Durante ese tiempo, la imponente figura de Laufey, madre del nuevo monarca, se había volcado por completo en los preparativos para la ceremonia de coronación, una celebración que no solo marcaría el inicio de un nuevo reinado, sino que también simbolizaría la esperanza de un futuro próspero para su pueblo.

Laufey, con la serenidad que solo los años de experiencia podían otorgarle, comenzó por seleccionar el lugar más sagrado de Joktldar para llevar a cabo la ceremonia.

El Gran Salón de Hielo, un vasto recinto esculpido en la roca y hielo más antiguos del reino, fue escogido para esta ocasión tan especial.

Sus paredes translúcidas, que reflejaban la luz de las antorchas en un juego de sombras y destellos, serían testigo de la coronación de su hijo.

El salón fue adornado con los más finos tapices de seda azul y plateada, que narraban las gloriosas leyendas de Jotunheim.

Cada uno de estos tapices había sido tejido por las manos más hábiles del reino, y en ellos se podía ver a los antiguos reyes, a los dioses y a las criaturas míticas que habitaban el mundo desde tiempos inmemoriales.

Los suelos de hielo pulido brillaban como un espejo bajo la luz de miles de velas, que fueron colocadas meticulosamente en candelabros de cristal que colgaban del techo en hileras interminables.

En el centro del salón, sobre una plataforma elevada, se encontraba el trono de hielo tallado con la magia más poderosa del reino, un asiento digno de un rey, donde Loki recibiría su corona.

A su alrededor, Laufey había dispuesto un círculo de runas antiguas, grabadas en el suelo con la ayuda de la sacerdotisa, para invocar la protección de los antiguos dioses y garantizar que el reino prosperara bajo el mandato de su hijo.

Las puertas del Gran Salón fueron decoradas con guirnaldas de hojas perennes y flores de invierno, traídas desde los rincones más lejanos de Jotunheim.

Estas plantas, conocidas por sus propiedades mágicas, habían sido bendecidas por los druidas del reino para garantizar que la fuerza vital de la tierra acompañara al nuevo rey en cada paso que diera.

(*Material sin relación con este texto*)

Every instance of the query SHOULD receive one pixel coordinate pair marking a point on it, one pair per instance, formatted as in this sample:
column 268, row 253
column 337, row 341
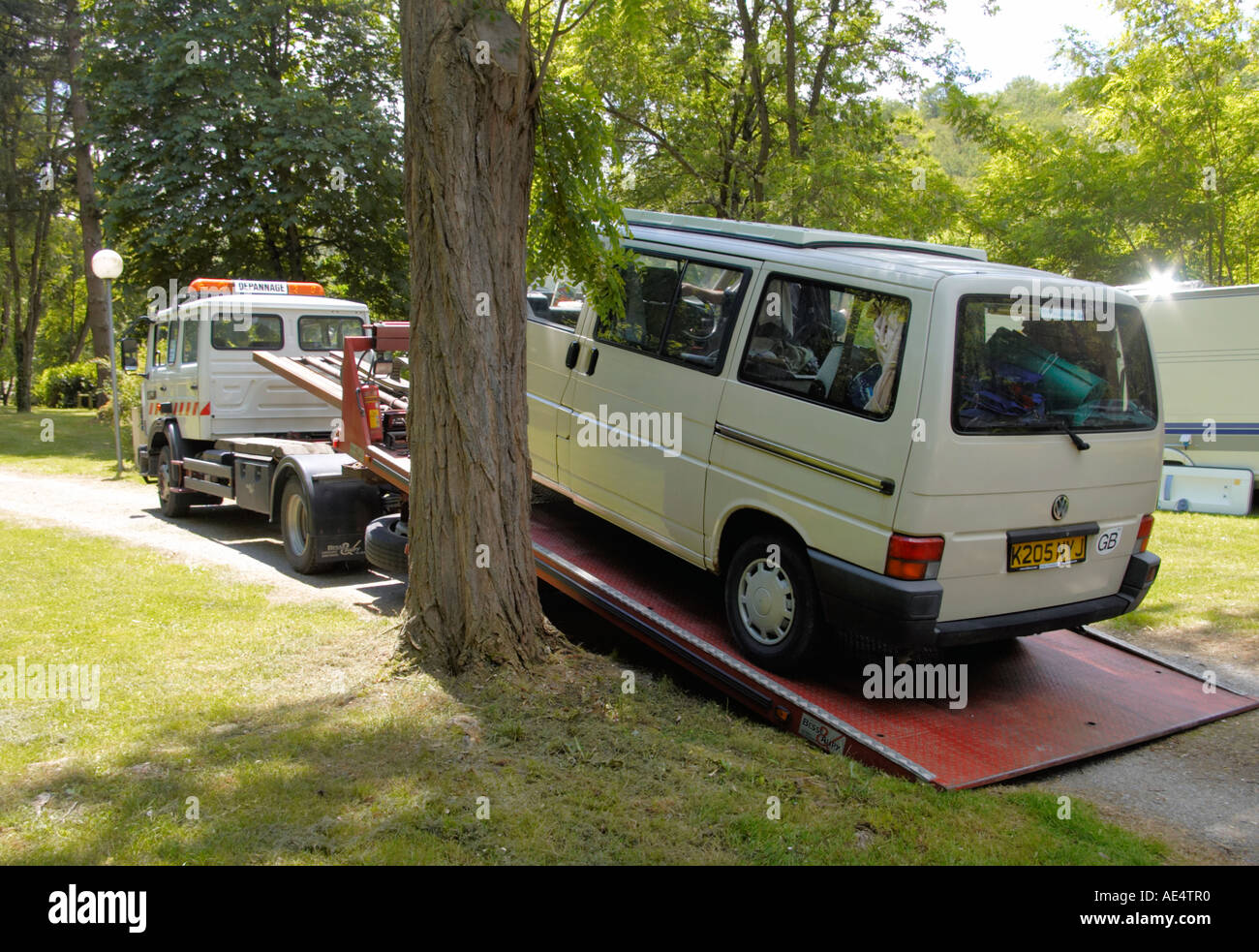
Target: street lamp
column 107, row 264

En los días previos a la ceremonia, Laufey supervisó personalmente la elaboración de las vestiduras reales.

El atuendo de coronación de Loki debía ser majestuoso y lleno de simbolismo, reflejando tanto la herencia de los gigantes de hielo como su nuevo estatus como rey.

Los sastres reales trabajaron día y noche para confeccionar una capa de piel de oso polar, bordeada con hilos de plata, que se posaría sobre los hombros de Loki como un recordatorio de su fortaleza y su conexión con las tierras heladas de Jotunheim.

El resto de su vestimenta estaba compuesta de tonos azules profundos y blancos inmaculados, adornados con joyas y runas protectoras.

Además de los aspectos visuales, Laufey también organizó un banquete digno de la ocasión.

Se ordenaron manjares exquisitos, como carne de reno asada, pescados traídos de los ríos más prístinos, y frutas conservadas con magia para resistir las inclemencias del invierno.

Cada plato estaba pensado para resaltar los sabores únicos de Jotunheim, mientras que los calderos se llenaron con el hidromiel más fino, fermentado durante décadas en las profundidades de las cuevas heladas.

Finalmente, la música, otro aspecto fundamental de la ceremonia, fue cuidadosamente planeada.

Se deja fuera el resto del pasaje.